Сияна согласно кивнула. Сама она не видела жертвенных костров, но немало слышала о них. Старые дружинники отца, бывавшие в Новгороде до его крещения, рассказывали ей о восьми неугасимых кострах, окружавших идол Перуна. Огонь — священная стихия, самый громкий голос от земли к небесам.

— А как это сделать? — спросила Сияна.

— Да хоть сейчас идем. Я тебя научу. Услышав их разговор, Зайка оставила в покое большого воеводского пса, с которым сидела в углу, вскочила и побежала за боярышней. «Ставить Богу свечку» — этого она еще не видела. А куда ее ставить? А она красиво будет гореть?

Идти было недалеко — церковь стояла поблизости от воеводского двора.
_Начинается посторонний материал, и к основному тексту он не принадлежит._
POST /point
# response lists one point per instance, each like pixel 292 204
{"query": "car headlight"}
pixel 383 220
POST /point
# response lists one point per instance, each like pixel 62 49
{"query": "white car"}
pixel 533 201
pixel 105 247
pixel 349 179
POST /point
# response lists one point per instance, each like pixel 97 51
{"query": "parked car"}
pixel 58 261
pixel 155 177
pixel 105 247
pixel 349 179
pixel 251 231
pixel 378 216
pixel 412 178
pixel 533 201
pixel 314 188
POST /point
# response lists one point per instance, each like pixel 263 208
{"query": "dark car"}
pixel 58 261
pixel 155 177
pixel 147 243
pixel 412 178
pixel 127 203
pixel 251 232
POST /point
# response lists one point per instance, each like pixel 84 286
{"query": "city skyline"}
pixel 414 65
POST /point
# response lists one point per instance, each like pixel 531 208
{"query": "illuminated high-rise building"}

Выстроенная пять лет назад деревянная церковь Апостолов не имела каменной резьбы, цветного мрамора и золоченых куполов, как киевская Десятинная церковь, но общим обликом напоминала ее. Была в ней стройность и устремленность ввысь, непривычная и удивительная в глазах жителей полуземлянок.
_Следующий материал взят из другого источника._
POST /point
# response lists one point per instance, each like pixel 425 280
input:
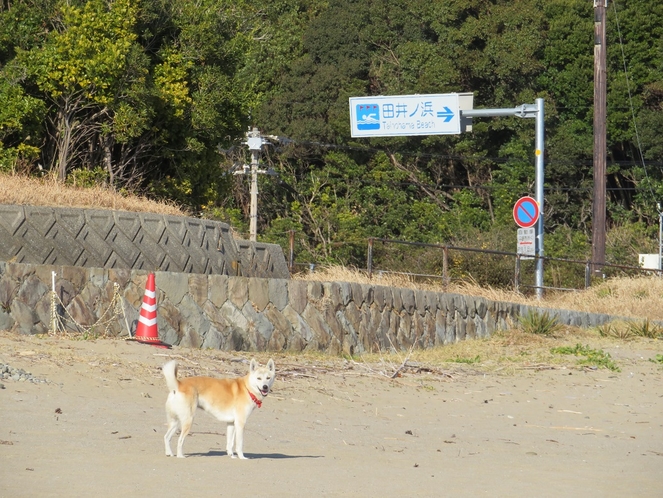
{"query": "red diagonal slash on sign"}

Иоанн отпер дверь, пропустил Сияну внутрь и зажег свечу. Зайка скользнула следом, с боязливым любопытством озираясь в полумраке. В свете дня, льющемся из узких окон, на передней стене были видны две доски с серебряными краями, а с этих досок смотрели лики двух бородатых мужчин.

— Икона есть окно в мир иной, — говорил меж тем Иоанн Сияне. На Зайку он не обращал внимания, и она была этому только рада. — Через окно дневной свет проходит в жилье человеческое. Так же через икону светит истинно верующему небесный свет. В иконе Бог сходит к человеку и человек восходит к Богу. Сей лик — апостол Петр. Имя его значит «камень», а на камне сем, сказал Господь, построю я церковь мою. Приглядись: в лике его сила живет чудесная, божественная. Святой Дух вдохнул ее в доску, и стала не доска, а образ святой. А ежели к нему свечу поставить горящую, молитва человеческая скорее Божьего слуха достигнет.
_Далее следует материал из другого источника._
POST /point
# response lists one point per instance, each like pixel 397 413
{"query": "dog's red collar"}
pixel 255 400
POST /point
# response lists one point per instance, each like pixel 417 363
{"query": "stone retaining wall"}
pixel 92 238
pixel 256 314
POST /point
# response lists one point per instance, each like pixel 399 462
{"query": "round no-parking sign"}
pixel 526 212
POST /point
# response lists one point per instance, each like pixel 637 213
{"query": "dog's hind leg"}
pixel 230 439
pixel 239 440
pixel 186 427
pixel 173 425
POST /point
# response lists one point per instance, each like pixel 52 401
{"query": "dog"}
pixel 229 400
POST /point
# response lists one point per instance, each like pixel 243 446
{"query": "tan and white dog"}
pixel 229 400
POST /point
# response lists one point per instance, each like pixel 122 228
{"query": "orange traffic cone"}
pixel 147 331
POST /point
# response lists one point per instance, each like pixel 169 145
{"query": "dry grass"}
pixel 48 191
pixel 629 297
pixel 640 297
Сияна часто бывала в церкви — тысяцкий не позволял своим домочадцам пропускать еженедельные службы. И всякий раз, глядя на иконы, Сияна робела. Темные глаза изображенного лика поблескивали отсветами огня от свечи и казались живыми. Это вызывало содроганье: живые глаза на неживом, красками написанном лице пугали. Сияна вгляделась еще, и вот уже все лицо темнобородого старика оживилось, в каждой черте возникло незаметное движение, задышал смысл. Казалось, под тонкой оболочкой красок скрывается другая жизнь, от нее исходят лучи чудесной силы, оплетают, затягивают, подчиняют дух себе…

— А чего он такой грозный? Сердит на нас? — тихо, с опасливым любопытством спросила Зайка.

Она издалека поглядывала на образ, не решаясь подойти поближе, каждый миг готовая броситься бежать, если темноглазый старик на стене зашевелится и двинется на нее. Ей было здесь холодно и страшно, но дух захватывало от любопытства, и она не уходила.

— И темноглазый он, прямо как ты, — добавила Зайка, поглядев на Иоанна. — Он, поди, из греков, разве он наши мольбы поймет?

Сияна тоже посмотрела на Иоанна, и вдруг ей почудилось в лице болгарского священника сильное сходство с ликом на иконе. Иоанн улыбнулся: его позабавило это рассуждение.

— Я же понимаю, хоть и темноглазый, с тобою же говорю. И не слова Богу нужны, а души устремленья. А какие глаза да какой язык — сие все неважно. Господь учил, что перед ним все равны, в царстве его не будет ни греков, ни иудеев, ни болгар, ни славян. А будут все рабы Божий.

Зайка поежилась: ей захотелось домой, к матери и отцу. Кто-то большой и сильный собирался утянуть ее прочь, в неведомые земли, где бродят вперемешку чужие люди, печенеги да греки, а своих дедов и бабок нипочем не найдешь.

Попятившись, Зайка схватилась за оберег, повешенный матерью ей на шею, — желто-прозрачный кусок янтаря. Она оглянулась на Сияну. Боярышня стояла спокойно, глядя, как Иоанн отыскивает свечу. Но Зайке уже не хотелось смотреть Божий огонек, а хотелось на волю, к свету, к добрым, понятным людям. Она повернулась и хотела бежать из церкви, но вдруг расслышала в тишине глухой стук. Остановившись, Зайка огляделась: в церкви не было никого, кроме них троих. Однако стук повторился; он звучал глухо, словно из-под земли.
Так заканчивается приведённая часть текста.